In English you can say either of the following:
1a. He is fastest.
2a. He is the fastest.
Dutch also has two possibilities. The sentences above translate as:
1b. Hij is het snelst.
2b. Hij is de snelste.
In Dutch, the word "het" can mean "it", or it can be the neuter definite article meaning "the". But "het" also has a third function: It is a marker of the superlative, regardless of gender. (Compare the "am" in German constructions such as "am snelsten".)
Thus, in 1b "het" does not refer to the subject "hij" and is not "neuter"; it is simply a marker for the superlative. That is why the best translation into English of 1b is 1a -- because 1a says simply "fastest" and not "the fastest".

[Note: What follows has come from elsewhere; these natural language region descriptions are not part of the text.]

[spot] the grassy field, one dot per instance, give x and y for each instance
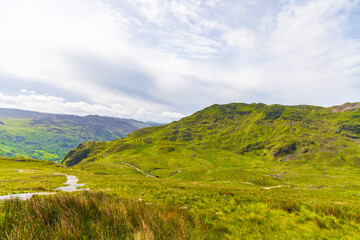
(233, 171)
(304, 203)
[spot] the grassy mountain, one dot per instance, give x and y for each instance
(224, 141)
(51, 136)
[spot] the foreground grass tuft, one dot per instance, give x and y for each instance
(97, 216)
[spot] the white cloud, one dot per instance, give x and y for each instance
(240, 38)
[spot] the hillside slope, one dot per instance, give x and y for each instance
(224, 141)
(51, 136)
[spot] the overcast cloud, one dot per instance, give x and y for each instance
(161, 60)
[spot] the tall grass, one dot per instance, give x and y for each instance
(97, 216)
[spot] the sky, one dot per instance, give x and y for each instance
(161, 60)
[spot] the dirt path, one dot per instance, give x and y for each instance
(71, 187)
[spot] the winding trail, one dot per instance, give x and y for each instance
(71, 187)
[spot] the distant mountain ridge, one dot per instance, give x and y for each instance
(227, 138)
(51, 136)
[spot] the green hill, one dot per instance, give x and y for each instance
(223, 141)
(51, 136)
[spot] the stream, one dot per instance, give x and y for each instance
(71, 183)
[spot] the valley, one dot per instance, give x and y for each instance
(51, 136)
(236, 171)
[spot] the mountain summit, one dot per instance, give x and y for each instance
(235, 135)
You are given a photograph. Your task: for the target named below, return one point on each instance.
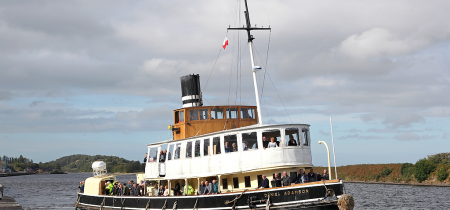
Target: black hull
(309, 196)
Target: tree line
(76, 163)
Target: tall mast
(250, 45)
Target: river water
(58, 191)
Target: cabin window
(259, 178)
(170, 152)
(306, 137)
(248, 183)
(232, 113)
(244, 113)
(176, 152)
(179, 116)
(235, 182)
(204, 114)
(189, 149)
(153, 155)
(225, 183)
(251, 113)
(293, 176)
(291, 136)
(216, 145)
(217, 113)
(249, 141)
(193, 114)
(197, 148)
(163, 148)
(206, 147)
(267, 135)
(230, 143)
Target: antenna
(334, 154)
(250, 45)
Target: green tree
(423, 168)
(442, 172)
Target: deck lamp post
(328, 152)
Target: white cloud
(379, 42)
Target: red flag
(225, 43)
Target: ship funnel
(190, 91)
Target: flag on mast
(225, 43)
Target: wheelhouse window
(230, 143)
(179, 116)
(244, 113)
(189, 149)
(217, 113)
(206, 147)
(197, 148)
(177, 151)
(204, 114)
(153, 155)
(306, 137)
(251, 113)
(216, 145)
(170, 152)
(248, 183)
(193, 114)
(232, 113)
(225, 183)
(267, 138)
(292, 137)
(249, 141)
(235, 182)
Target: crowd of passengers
(206, 188)
(302, 177)
(118, 189)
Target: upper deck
(195, 121)
(212, 154)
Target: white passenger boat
(224, 143)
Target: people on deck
(215, 187)
(161, 191)
(272, 143)
(245, 146)
(264, 183)
(286, 179)
(208, 188)
(233, 147)
(166, 191)
(176, 190)
(292, 141)
(162, 157)
(227, 147)
(301, 177)
(265, 142)
(325, 175)
(125, 189)
(135, 190)
(202, 188)
(312, 177)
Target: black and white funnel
(190, 91)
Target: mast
(250, 45)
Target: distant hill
(431, 170)
(83, 163)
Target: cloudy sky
(102, 77)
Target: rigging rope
(275, 89)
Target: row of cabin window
(249, 143)
(217, 113)
(248, 183)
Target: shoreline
(394, 183)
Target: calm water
(59, 192)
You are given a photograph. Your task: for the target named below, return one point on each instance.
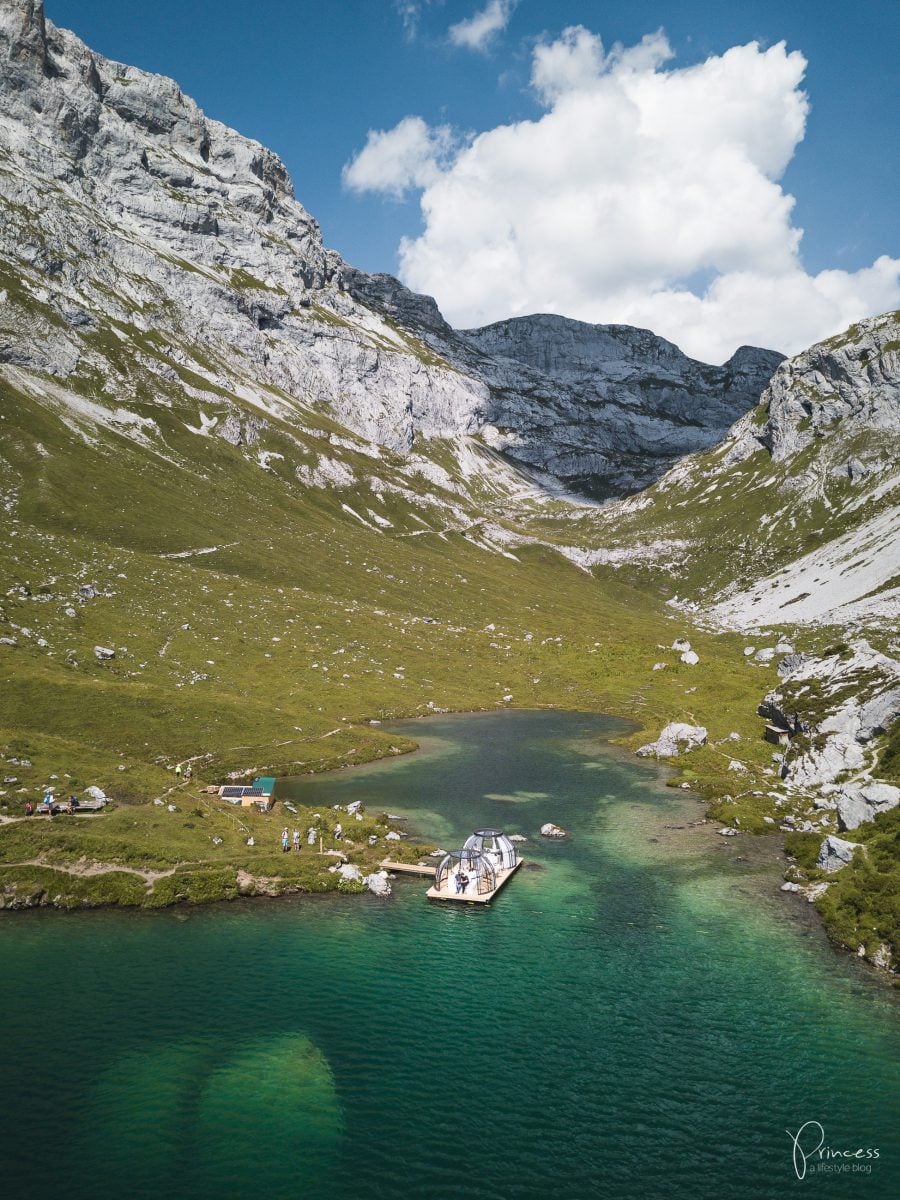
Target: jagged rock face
(849, 384)
(123, 202)
(126, 211)
(607, 408)
(610, 401)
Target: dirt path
(85, 869)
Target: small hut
(496, 845)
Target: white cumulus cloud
(643, 193)
(477, 31)
(393, 161)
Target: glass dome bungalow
(478, 871)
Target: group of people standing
(286, 841)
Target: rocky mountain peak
(845, 389)
(23, 39)
(126, 210)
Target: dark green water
(631, 1018)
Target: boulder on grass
(834, 853)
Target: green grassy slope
(275, 649)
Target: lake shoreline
(273, 888)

In the English 2a, there is a real definite article and the sentence is the equivalent of "He is the fastest one. In other words, the one is understood but omitted in 2a.
You can understand the Dutch 2b as also using a real definite article plus an adjective, with the one omitted. But now, because the article is real, it must agree in gender with its referent. And furthermore, the adjective after it must take an -e ending, as do all Dutch adjectives preceded by a definite article. So, for example:
3a. That horse is the fastest.
3b. Dat paard is het snelste.
In other words, with a neuter noun you can say either "Dat paard is het snelst", which follows the model of 1b; or you can say "Dat paard is het snelste", which follows the model of 2b.
Nevertheless, I believe my post on this page is an accurate description of the grammar of superlatives.
DL should accept "He is fastest". Keep in mind that the DL lessons are developed by enthusiastic amateurs rather than professional linguists or language teachers. On the whole they do a great job, and I am very grateful for their efforts. But some of the finer points of Dutch grammar are handled better in other sources.